Time-dependent alteration of insulin-like growth factor gene expression during nerve regeneration in regions of muscle enriched with neuromuscular junctions.

作者信息

Pu S F, Zhuang H X, Marsh D J, Ishii D N

机构信息

Department of Physiology and Department of Biochemistry and Molecular Biology, Colorado State University, Fort Collins, CO 80523, USA.

出版信息

Brain Res Mol Brain Res. 1999 Jan 8;63(2):207-16. doi: 10.1016/s0169-328x(98)00250-2.

Abstract

Insulin-like growth factors (IGFs) increase the rate of motor axon elongation, prevent motoneuron death, and may support the reestablishment of synapses following nerve injury. In situ hybridization was used in the present study to examine the temporal and spatial distribution of IGF gene expression in soleus muscle following sciatic nerve crush in rats. In intact muscle, IGF-II gene expression was generally low, and localized to interstitial cells, possibly fibroblast and Schwann cells. These cells were found in the middle of muscle which is enriched in neuromuscular junctions. IGF-II gene expression, 4-6 days postcrush, was increased in interstitial cells. Thereafter, IGF-II gene expression was also increased in muscle cells or cells closely associated with muscle fibers, such as satellite cells. IGF-II gene expression was increased to a much greater extent in the midregion of muscle enriched in end-plates than in the two ends of muscle, but returned towards normal following the reestablishment of functional synapses.
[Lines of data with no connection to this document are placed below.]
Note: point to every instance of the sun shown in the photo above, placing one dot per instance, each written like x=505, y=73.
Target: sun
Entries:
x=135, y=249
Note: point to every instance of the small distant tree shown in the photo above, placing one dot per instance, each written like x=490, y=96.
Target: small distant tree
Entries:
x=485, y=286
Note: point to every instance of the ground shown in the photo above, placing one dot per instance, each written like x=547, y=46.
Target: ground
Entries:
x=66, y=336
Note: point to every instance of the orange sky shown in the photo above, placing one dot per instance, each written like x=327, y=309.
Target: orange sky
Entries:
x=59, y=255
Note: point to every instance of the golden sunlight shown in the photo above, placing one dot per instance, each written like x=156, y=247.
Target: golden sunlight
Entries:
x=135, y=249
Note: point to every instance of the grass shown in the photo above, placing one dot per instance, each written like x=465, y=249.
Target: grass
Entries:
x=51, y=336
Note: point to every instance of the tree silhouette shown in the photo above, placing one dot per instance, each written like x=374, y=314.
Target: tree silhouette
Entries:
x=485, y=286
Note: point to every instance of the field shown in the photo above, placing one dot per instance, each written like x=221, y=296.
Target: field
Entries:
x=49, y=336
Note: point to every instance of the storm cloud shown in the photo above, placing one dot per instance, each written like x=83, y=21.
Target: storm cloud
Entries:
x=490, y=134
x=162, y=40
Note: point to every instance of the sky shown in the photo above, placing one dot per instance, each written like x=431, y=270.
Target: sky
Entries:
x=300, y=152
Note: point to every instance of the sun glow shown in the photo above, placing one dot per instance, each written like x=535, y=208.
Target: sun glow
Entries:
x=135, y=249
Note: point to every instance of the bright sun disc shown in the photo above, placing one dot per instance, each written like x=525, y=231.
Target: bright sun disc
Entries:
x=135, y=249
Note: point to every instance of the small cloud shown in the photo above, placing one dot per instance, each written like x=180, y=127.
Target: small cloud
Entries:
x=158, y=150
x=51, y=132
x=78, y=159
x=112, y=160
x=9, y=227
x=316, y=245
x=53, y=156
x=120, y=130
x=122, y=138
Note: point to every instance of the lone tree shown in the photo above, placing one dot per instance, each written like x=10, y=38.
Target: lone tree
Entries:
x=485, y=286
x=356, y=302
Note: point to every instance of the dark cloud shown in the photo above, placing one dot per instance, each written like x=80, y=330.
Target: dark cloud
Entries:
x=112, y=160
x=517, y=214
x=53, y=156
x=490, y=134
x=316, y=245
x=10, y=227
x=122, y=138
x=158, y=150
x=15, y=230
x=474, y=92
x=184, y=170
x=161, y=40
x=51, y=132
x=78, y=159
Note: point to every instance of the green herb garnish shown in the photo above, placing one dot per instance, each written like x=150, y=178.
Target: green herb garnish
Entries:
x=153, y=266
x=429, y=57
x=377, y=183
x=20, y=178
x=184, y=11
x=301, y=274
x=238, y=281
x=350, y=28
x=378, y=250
On the other hand, IGF-I gene expression was only slightly increased following nerve crush, and this increase was associated with interstitial, but not muscle cells. These results show that the IGF-I and IGF-II genes are regulated by independent signals and may play separate roles during nerve regeneration. For example, a regional increase in IGF-II gene expression may support preferential nerve terminal sprouting in the middle of muscle enriched in neuromuscular junctions, thereby increasing the probability for the reestablishment of synapses.

摘要

胰岛素样生长因子(IGFs)可提高运动轴突的伸长速率,防止运动神经元死亡,并可能支持神经损伤后突触的重建。在本研究中,采用原位杂交技术检测大鼠坐骨神经挤压伤后比目鱼肌中IGF基因表达的时间和空间分布。在完整肌肉中,IGF-II基因表达普遍较低,且定位于间质细胞,可能是成纤维细胞和雪旺细胞。这些细胞存在于富含神经肌肉接头的肌肉中部。挤压伤后4-6天,间质细胞中IGF-II基因表达增加。此后,肌肉细胞或与肌纤维密切相关的细胞(如卫星细胞)中IGF-II基因表达也增加。与肌肉两端相比,富含终板的肌肉中部IGF-II基因表达增加的程度要大得多,但在功能性突触重建后又恢复到正常水平。另一方面,神经挤压伤后IGF-I基因表达仅略有增加,且这种增加与间质细胞而非肌肉细胞有关。这些结果表明,IGF-I和IGF-II基因受独立信号调控,在神经再生过程中可能发挥不同作用。例如,IGF-II基因表达的区域性增加可能支持富含神经肌肉接头的肌肉中部优先发生神经末梢发芽,从而增加突触重建的可能性。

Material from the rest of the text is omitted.